Kawamori: Arjuna was the most challenging for me, definitely. It's really important, it's an important work for me too. That kind of animation - if I decide to make that kind of animation, sponsors don't pay.

It's tough to get made, right?

Kawamori: That's why I have to make this latest work really entertaining, even though it includes a strong message, it also has to be entertaining.

I'll look below the surface!

Kawamori: I feel the possibility that I can make something like that. A really entertaining animation that has a strong message. I thought I was making entertaining animation when I was working on Arjuna.

Arjuna was entertaining - it also had a lot to say. When you think about Arjuna now, do you still agree with the political stances you had in that show? Because a lot of them are pretty controversial!

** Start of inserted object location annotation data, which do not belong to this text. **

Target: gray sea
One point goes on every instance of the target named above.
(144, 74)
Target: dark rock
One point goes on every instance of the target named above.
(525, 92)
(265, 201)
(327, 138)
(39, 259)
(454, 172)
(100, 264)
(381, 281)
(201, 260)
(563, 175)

Kawamori: Well actually, when I started working on Arjuna, I didn't set out to make something that has a strong message. Instead, I was curious what would happen if a normal high school girl had total empathy with the earth. Every sense, every feeling the earth has. As a result of all the research I did building that premise, the show wound up having a really strong message.

Currently, the anime market is exploding and globalizing a lot. How do you think that's changed the business?

Kawamori: It makes me happy that a lot of people all over the world enjoy animation. I think it's a really good thing. But on the other side, as the internet evolves a lot, I feel like a lot of cities are becoming kind of similar to each other. They are losing their own unique characteristics, the unique cultures, they become just the same. I feel it's kind of sad, I'm really sad about it. Having unique characteristics is a really good thing.

Macross Delta is wrapping up in the fall. At this point in your career, how do you feel about Macross? Do you want to keep making more, or do you feel like you're finished with the franchise?

Kawamori: Every time I make a new series, I think “oh, this is the last thing, I'm done, I'm done with it,” every time I'm making it. But as I continue to create things, I keep coming across concepts and ideas I wanted to include in Macross but didn't, so it's always like “next time, I need to depict these things”. That happens every time.

 Last question, this one is personal: have you'd seen any films lately, from anywhere, that you really liked, that you would recommend?

Kawamori: I haven't been watching movies lately, but one of the movies that really impressed me was the Indian film PK. I watched it on the way to India, in the airplane. That was a really new type of Indian film, and I was really amazed by how… not only Japanese people, people from the States, are making something new, but also people in other areas are making new culture, new entertainment.

The reason that was really impressive was: even though it's an Indian film, it dealt with religion really deeply.  And it was still entertaining…

 Awesome, I appreciate the recommendation!

Thanks to Shoji Kawamori, Satelight and Anime Expo for the opportunity.

Addendum: originally this article wrote that Macross Delta had "recently wrapped". The show will continue airing through September 25th, 2016 as of press time.